On a regular flight from the private strip in his garden to see the Birmingham City players practise at their Midlands training facility, Gold was forced to land at a slightly different part of the facility than the one he was used to.

“Looking back on it, there were a number of different issues that influenced what was to happen next,” he explained. “Birmingham air traffic control said that the wind was calm, and in fact I probably had six or seven knots on my tail. The grass had been cut that morning so the whole surface was little cuttings, and I subsequently learnt that this was like ball bearings to an aircraft. And I was probably coming in five knots faster than normal. So all of those three things added together, and the runway was suddenly 20 yards too short.
“The outcome was that I ran into a grass bank and wrote the aircraft off. I bit my tongue and bruised my ribs. But more importantly, I bruised my pride and couldn’t believe that a combination of errors had culminated in me crashing my aircraft.”

“The redeeming feature is that I did two things that I’m pleased with. For a moment, I was going to apply power and go around, and I believe that if I’d have done that I could have hit the mound and the consequences could have been disastrous. In addition, I pulled the mixture to turn off the fuel, so avoiding possible fire on impact.”

The situation probably wasn’t helped by the press coverage the incident received.

“When I won the Malta Air Rally 20 years earlier, one newspaper included a couple of sentences along the lines of ” Biggin Hill pilot wins Malta Air Rally ” recalled Gold. “But when I crashed the Cessna, they all had lead stories going into great detail about how the Birmingham City chairman had crashed his aeroplane.”

Always one to find a positive in any situation, Gold was quick to point out that one outcome of the crash was that he went on to learn to fly helicopters.

“My chief executive at Gold Air, Will Curtis, always thought that the strip at the training ground was too short, and he said, I wish you would get a helicopter.”

Within a short period Gold had taken the advice to heart and was soon on the way to a PPL(H), under the guidance of instructor Norman Collins. “The actual flying in the helicopter is just like fixed wing, although with a bit more rudder requirement,” explained Gold. “Then you come to the hovering and it separates the men from the boys. The instructor said to

me, We’re going to try some hovering. I’m going to say you have control and then I’ll say “I have control”. OK, that’s normal instructor talk, I thought. So he says, “You have control, one, two, I have control.” I was actually in control for two seconds on my first control in the hover.

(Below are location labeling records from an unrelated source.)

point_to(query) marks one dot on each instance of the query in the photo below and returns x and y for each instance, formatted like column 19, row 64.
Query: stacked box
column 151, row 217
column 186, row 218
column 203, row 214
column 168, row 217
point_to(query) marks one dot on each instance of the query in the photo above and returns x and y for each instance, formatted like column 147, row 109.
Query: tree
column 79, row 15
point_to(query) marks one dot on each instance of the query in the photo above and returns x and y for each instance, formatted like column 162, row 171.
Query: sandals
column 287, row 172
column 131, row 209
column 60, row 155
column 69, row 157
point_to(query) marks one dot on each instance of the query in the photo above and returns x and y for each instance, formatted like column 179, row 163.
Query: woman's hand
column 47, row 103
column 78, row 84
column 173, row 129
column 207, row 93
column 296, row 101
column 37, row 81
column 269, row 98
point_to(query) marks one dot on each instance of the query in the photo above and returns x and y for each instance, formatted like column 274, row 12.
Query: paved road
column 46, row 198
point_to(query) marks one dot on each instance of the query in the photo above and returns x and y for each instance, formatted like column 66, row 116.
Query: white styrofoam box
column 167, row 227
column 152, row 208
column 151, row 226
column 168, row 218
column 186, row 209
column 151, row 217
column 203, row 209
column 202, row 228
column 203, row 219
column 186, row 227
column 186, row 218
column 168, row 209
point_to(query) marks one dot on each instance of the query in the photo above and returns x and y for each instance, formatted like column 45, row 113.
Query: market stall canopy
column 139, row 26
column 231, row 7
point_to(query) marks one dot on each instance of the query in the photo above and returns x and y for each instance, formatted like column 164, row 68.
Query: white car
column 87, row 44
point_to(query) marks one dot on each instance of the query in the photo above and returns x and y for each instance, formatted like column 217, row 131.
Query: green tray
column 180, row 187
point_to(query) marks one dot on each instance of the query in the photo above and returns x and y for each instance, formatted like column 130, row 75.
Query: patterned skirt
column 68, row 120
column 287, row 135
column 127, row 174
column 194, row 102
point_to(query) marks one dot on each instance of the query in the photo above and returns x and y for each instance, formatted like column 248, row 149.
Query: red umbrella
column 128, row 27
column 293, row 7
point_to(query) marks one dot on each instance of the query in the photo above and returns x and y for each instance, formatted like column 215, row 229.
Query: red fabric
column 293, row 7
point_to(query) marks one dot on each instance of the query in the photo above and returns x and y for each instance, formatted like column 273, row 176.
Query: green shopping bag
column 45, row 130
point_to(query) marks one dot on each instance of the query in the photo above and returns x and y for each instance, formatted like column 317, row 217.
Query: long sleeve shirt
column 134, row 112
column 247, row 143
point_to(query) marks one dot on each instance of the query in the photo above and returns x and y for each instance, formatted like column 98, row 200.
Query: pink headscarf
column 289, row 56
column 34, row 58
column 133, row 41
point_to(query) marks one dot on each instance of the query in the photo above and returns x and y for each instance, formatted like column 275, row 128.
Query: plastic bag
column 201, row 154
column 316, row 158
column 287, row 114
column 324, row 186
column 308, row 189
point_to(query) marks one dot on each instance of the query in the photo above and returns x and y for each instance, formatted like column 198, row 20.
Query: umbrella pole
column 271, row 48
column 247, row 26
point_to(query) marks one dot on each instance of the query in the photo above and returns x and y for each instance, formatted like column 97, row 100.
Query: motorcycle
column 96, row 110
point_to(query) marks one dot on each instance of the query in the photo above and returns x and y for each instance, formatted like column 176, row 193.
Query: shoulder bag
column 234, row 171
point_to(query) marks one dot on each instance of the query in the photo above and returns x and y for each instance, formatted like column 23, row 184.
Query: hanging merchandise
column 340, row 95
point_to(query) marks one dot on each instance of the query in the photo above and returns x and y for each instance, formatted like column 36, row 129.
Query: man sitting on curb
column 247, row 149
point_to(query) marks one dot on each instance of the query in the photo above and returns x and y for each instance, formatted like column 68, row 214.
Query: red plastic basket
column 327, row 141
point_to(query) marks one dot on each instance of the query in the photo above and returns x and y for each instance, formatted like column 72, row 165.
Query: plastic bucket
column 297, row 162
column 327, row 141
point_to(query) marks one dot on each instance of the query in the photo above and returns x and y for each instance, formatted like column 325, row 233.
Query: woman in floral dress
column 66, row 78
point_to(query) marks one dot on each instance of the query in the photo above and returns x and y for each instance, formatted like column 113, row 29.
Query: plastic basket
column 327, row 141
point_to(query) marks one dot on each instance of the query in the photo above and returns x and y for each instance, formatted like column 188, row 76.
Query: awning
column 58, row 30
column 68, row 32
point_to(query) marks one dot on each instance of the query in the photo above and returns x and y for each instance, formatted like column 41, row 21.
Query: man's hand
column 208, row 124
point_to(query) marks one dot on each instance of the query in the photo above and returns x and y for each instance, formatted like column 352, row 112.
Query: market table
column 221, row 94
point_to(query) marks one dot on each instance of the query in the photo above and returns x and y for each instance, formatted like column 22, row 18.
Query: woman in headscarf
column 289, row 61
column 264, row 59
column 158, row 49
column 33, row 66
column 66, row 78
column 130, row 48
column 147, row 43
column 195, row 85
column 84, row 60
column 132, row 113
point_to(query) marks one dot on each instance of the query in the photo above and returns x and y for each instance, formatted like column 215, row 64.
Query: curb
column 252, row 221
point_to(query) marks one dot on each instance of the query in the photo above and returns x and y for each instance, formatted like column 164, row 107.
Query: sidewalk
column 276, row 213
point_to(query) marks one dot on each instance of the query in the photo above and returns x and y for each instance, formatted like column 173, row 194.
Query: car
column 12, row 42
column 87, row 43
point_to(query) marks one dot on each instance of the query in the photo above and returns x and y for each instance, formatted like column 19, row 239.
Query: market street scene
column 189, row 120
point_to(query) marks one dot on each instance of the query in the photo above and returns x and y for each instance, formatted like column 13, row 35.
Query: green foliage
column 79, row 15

“I was shocked that my 35 years of flying meant nothing when it came to hovering.”

Once the hover had been mastered, however, Gold went on to gain his PPL(H) and now regularly pilots his own Gazelle 1, registered G-OLDH, to and from business meetings.

For a character who has achieved so much in his business and personal life, David Gold remains a man with a passion and a drive for the things that make up his colourful and varied life. As for his aviation, one ambition remains. “I think that I would like to be the first pilot to retain his licence at 100 years old.” And David Gold being David Gold, you wouldn’t put a lot on him not succeeding in this.